In a laboratory in Barcelona, researchers have engineered a molecule called celiacase that does something none of its competitors have managed: it degrades gluten efficiently right in the stomach, where it matters most. For the roughly 3 million people worldwide living with celiac disease, this represents a genuine shift in what's possible—not a cure, but a meaningful tool that could finally make a gluten-free diet easier to maintain in a world built on bread, pasta, and wheat.
Celiac disease is an autoimmune condition triggered by gluten and related proteins found in cereals. When someone with celiac eats wheat, their immune system mounts a damaging inflammatory response that can cause everything from intestinal pain to malnutrition. Currently, the only treatment is strict dietary avoidance—grueling in societies where wheat dominates the food supply. Other gluten-degrading molecules exist or are in development, but they've all fallen short in one critical way: they don't work efficiently at the stomach's acidic pH of 2. Instead, they require the higher pH of the small intestine to function, which means the damage has already begun by then. Increasing their doses to compensate makes them impractical for real-world use.
The breakthrough came from an unlikely place: the digestive juices of the carnivorous plant Nepenthes ventrata. Four years ago, researchers at the Molecular Biology Institute of Barcelona (IBMB-CSIC), led by F. Xavier Gomis-Rüth, discovered that a naturally occurring enzyme called neprosin from this plant could break down the toxic gluten fragments known as gluten immunogenic peptides (GIPs). Building on that discovery, the team—working alongside collaborators at the University of Barcelona's Faculty of Pharmacy and Food Sciences, the Institute for Food Science Research, and universities in Austria and Germany—engineered celiacase, a refined version optimized for the stomach environment.
What makes celiacase different is elegantly simple: it works at pH 2. In collaboration with the stomach's natural digestive enzyme pepsin, celiacase degrades GIPs and wheat gliadin before they ever reach the small intestine, where they would normally trigger the immune system's attack. The molecule requires very low concentrations to do this effectively, a crucial advantage for any potential therapeutic use.

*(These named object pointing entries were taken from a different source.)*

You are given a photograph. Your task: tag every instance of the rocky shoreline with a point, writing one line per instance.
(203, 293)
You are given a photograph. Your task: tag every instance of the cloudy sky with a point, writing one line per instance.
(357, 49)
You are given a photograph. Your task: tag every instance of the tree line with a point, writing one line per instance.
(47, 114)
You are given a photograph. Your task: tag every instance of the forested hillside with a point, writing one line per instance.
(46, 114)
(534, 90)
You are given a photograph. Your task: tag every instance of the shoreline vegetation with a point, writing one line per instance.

The research, led by Francisco J. Pérez-Cano and F. Xavier Gomis-Rüth, with co-first authors Marina Girbal-González and Arturo Rodríguez-Banqueri, was published in EMBO Molecular Medicine in May 2026, coinciding with International Celiac Disease Day. The team demonstrated through rigorous testing that celiacase is stable in the stomach's harsh acidic environment and capable of breaking down the immunogenic peptides before they can cause harm.
The researchers are careful about claims: celiacase is framed as an "adjunctive therapeutic candidate," meaning it would work alongside a gluten-free diet, not replace it. Still, for people navigating a world where hidden gluten lurks in processed foods, sauces, and cross-contaminated kitchen surfaces, having an additional layer of protection could be transformative. The next step will be clinical trials to test safety and efficacy in humans—work that's already underway in the Barcelona lab, where a simple molecule derived from a carnivorous plant is offering celiac sufferers something they've never had before: real hope for a less restrictive future.